Alguns estão falando em algo consensual, pois estou sempre junto a ele; chegam a dizer, brincando, que não largo do seu pé. Pode até ser verdade, mas, juro, não foi escolha minha. Ordenaram-me fazê-lo, simplesmente obedeci. Se dependesse de mim, não chegava nem perto daquela pele avermelhada, carcomida pela erisipela, argh!

A maioria dos analistas fala em violação. Mas não foi violação, senhor juiz, e sim algo muito pior: um estupro brutal.

Tudo começou de madrugada. Eu dormia, quando senti que algo grande, duro e quente me cavucava, tentando atingir minhas entranhas. Diga por favor a verdade, senhor juiz: se acordasse com algo grande, duro e quente tentando penetrar em suas entranhas, o senhor ficaria quieto ou reagiria? Coluna 2, não é mesmo? Eu reagi, disse não, ele foi em frente, aquele machista imbecil parece ignorar essa decisiva conquista das mulheres de nosso tempo, “Não é não”. Então dei um berro que foi ouvido lá em casa, lá de onde eu vim.

Com o susto, o estuprador parou, ficou se borrando de medo. O resto do episódio é de conhecimento público. Tão logo amanheceu, policiais penetraram na residência onde ele e eu estávamos e o levaram para a prisão. Fui junto, não teve outro jeito, continuava presa a ele. Decidi então aproveitar o contato com tantos agentes da lei para denunciar a tentativa de estupro, mas parece que não me ouvem. Diante do silêncio, pensei em enviar-lhe este breve depoimento, o senhor é minha derradeira esperança, senhor juiz.

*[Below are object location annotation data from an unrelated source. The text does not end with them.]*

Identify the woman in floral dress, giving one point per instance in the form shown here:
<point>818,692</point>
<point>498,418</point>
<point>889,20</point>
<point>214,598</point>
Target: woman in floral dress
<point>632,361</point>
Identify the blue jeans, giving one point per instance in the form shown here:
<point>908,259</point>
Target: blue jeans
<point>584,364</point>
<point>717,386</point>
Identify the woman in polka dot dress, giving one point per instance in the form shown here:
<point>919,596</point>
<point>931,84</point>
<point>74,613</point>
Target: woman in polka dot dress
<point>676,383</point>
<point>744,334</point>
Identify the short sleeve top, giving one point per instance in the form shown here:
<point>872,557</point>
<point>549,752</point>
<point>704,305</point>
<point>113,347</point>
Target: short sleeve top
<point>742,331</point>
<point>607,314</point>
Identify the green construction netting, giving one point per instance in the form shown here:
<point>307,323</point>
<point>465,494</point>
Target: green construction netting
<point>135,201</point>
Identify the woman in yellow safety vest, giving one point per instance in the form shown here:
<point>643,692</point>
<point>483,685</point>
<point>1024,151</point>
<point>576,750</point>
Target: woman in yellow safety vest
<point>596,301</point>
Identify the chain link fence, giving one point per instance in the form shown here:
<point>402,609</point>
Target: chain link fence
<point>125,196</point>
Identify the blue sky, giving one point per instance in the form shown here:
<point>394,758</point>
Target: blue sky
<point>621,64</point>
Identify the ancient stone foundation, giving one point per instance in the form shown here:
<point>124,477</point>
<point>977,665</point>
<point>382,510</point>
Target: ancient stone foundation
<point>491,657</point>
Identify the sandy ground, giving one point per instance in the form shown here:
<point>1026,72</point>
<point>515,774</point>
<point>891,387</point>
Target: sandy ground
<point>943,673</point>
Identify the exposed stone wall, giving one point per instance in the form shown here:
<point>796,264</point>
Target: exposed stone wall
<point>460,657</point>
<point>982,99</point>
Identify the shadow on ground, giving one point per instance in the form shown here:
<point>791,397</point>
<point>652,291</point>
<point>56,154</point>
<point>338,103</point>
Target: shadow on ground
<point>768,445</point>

O pior é que os policiais sabem, proclamam urbi et orbi, mostram nos programas de televisão, que estou toda queimada; aparentemente, a coisa grande, dura e quente que me cavucava, tentando penetrar em minhas entranhas, era um aparelho de solda. Eles consideram que não passo de uma evidência material do acontecido. Ora, senhor juiz, posso não ser exatamente humana, mas tenho sentimentos.

Diante do exposto, solicito que Va. Exa. se digne acrescentar às acusações que incidem sobre o apenado, aquele mau cidadão, mais uma, por tentativa de estupro. Sem anistia para golpistas e estupradores!

Sem mais, reitero minha confiança na justiça brasileira, segura de que esta atenderá aos rogos de uma pobre (e seriamente queimada) tornozeleira eletrônica.